Selene Li from China is a sophomore, studying English and Education at Sonoma State University in Rohnert Park, California

Selene Li from China is a sophomore, studying English and Education at Sonoma State University in Rohnert Park, California

Interview:

Why did you decide to study in the USA?

The United States is known for its higher education opportunities, worldwide recognition of school names, technology and hands-on training.

Why did you choose Sonoma State University?

The most important reason why I chose Sonoma State is because its location and environment. Sonoma State University is located in the beautiful wine county of Sonoma County, in Northern California, which is the perfect place with perfect climate. It’s one of the top “green” campuses in the country. 

Academically, Sonoma State University offers many special programs, such as women gender studies, teaching credential program and intensive language program—Sonoma State American Language Institute.

I chose my university and intensive English program based on its academic reputation

and its curriculum. In this English program, I am able to keep learning and practicing in and out of classes. Students who study in Sonoma State American Language Institute can experience college life and start to get involved with leadership programs and community activities.

What do you like best?

I am living in the one of the American top 30 most beautiful campuses. The environment provides me a quiet place to study all the time.

When I studied in the intensive language program, I was learning new information in every class.
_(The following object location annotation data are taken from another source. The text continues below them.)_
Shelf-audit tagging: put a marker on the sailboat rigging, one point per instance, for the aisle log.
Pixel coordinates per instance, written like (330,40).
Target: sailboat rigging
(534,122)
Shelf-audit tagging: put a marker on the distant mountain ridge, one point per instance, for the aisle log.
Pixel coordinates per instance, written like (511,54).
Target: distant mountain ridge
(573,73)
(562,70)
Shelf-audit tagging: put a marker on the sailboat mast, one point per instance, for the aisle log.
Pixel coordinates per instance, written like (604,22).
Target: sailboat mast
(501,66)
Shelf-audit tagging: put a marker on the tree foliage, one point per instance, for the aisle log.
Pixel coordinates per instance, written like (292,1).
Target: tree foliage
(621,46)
I received instruction in grammar, composition, oral communication, reading, vocabulary, and study skills. Also, my teachers are very easy-going and they are good resources for me to get to know more about university life. In addition, the class size is comfortable and I always get enough attention in classes when I need help. 

What do you miss most?

I miss my high school. I left all my memories about studying for SAT and times with my best friends in there.

What was your biggest surprise?

American life helped me embrace diversity and grow personally and academically. I learned how to adapt to a different society and how to communicate more effectively.
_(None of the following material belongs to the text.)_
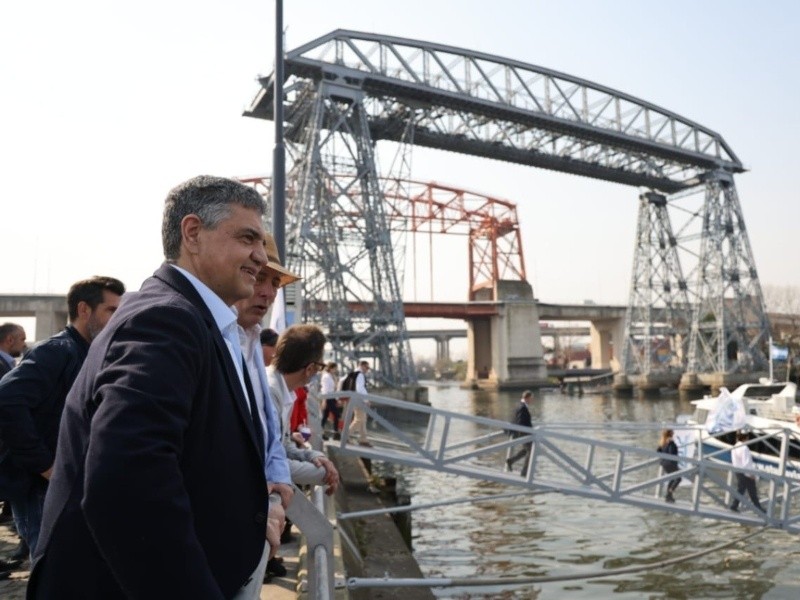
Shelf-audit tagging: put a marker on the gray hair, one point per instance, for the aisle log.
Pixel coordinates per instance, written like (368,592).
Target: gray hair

... your biggest disappointment?

My biggest disappointment is that my dog passed away just before I graduated from my language program. At that time, I had to stay in USA, so I couldn’t go home to see her before she died.

How have you handled:

... language differences?

I face language differences all the time. But I am willing to learn and to practice over and over again. And I am really glad that people who around me always willing to listen to me.

... finances?

Because the tuition is affordable, and my family and I prepared enough education saving, I don’t have any financial problems.

... adjusting to a different educational system?
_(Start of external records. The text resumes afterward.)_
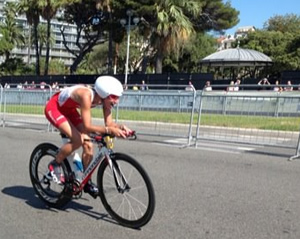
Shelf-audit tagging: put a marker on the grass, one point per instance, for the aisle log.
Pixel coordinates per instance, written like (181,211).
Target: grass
(256,122)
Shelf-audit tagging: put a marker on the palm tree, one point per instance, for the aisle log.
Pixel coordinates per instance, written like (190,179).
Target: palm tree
(48,11)
(11,33)
(31,10)
(173,27)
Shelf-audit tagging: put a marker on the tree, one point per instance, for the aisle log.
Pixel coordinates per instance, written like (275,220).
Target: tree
(11,33)
(89,22)
(279,39)
(31,9)
(48,9)
(283,23)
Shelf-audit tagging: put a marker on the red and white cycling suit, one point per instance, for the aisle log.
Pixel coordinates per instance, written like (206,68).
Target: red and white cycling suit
(61,108)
I started to adjust when I was studying in Sonoma State American Language Institute. It offered me university orientation class and provided me opportunities to get in touch with American students, such as through the Conversation partner program, volunteer in local communities, and join day trips with other students on weekend.

What are your activities?

I lived with a host family when I first came to here. Now, I am a student ambassador in our international club and working with international students. International club organizes and holds different events and field trip almost every weekend. 

How easy or difficult was making friends?

It’s easier to make friends when you’re willing to speak and express yourself. If you see an American on campus who looks friendly, don’t be afraid to start a conversation. Don’t be discouraged by one bad experience with an American. Most American students will be more open to friendship with internationals.

How relevant is your U.S. education to your personal goals and to the needs of your country? 

I want to be a teacher and work with children. The Early Childhood Education Concentration at Sonoma State University will help me to take leadership roles in the field of early childhood education. 

What is your advice to other students who are considering a U.S. education?

Become more flexible: There is no better time to challenge yourself with new places, culture and lifestyle. Be willing to learn new knowledge when you study in the USA and learn to be flexible in culture that you know little about.

Embrace diverse culture: Living in another country for a semester (or longer) brings you a fresh view and challenges your existing stereotypes about the world.